A multi-source spectral fusion technique that combines principal component analysis and a convolutional neural network (PCA-CNN) was developed to detect dissolved organic carbon (DOC) in seawater. This method extracts the main components of the ultraviolet (UV) absorption spectra and the fluorescence spectra by PCA and fuses the main components of the two spectra as the input of the CNN to construct a prediction model that realizes the extraction and fusion of spectral information. The correlation coefficients (R²) of the model training and test sets were 0.98755 and 0.96573, respectively. Similarly high R² values of 0.9698 and 0.8852 were obtained for the filtered and unfiltered seawater, respectively, using the developed method. Thus, to reduce the influence of impurities, such as particulate matter and pigments, the predicted data were corrected using the Bayesian correction method, and the corrected R² value for DOC detection was 0.9913. The overall mean absolute error (MAE) of the method was significantly reduced from 15.33% to 3.24% by Bayesian correction, while the individual absolute errors remained within 9%. These results demonstrate that the developed method can accurately predict the DOC content of seawater.
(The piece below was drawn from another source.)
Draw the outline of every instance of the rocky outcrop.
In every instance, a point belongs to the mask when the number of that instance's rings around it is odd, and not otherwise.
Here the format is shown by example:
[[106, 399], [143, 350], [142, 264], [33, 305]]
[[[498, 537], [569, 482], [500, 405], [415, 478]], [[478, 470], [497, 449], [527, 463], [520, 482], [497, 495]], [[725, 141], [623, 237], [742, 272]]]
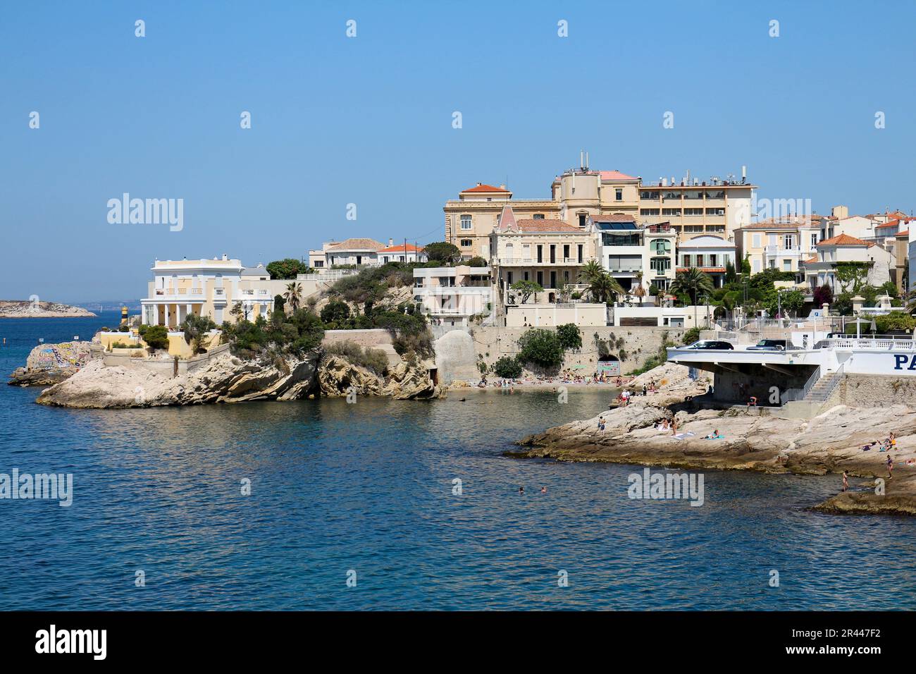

This method is advantageous in that the PCA dimensionality reduction process improves the computational efficiency, the CNN model automatically learns the spectral features and improves the prediction accuracy, the fusion of multi-source spectra provides additional information to improve the detection reliability, and the Bayesian correction method overcomes the influence of impurities in seawater to improve the detection accuracy. The results of this study provide a novel method for the detection and monitoring of DOC in seawater that can be used for environmental monitoring and scientific research. Further refinement of the method is expected to broaden its application prospects.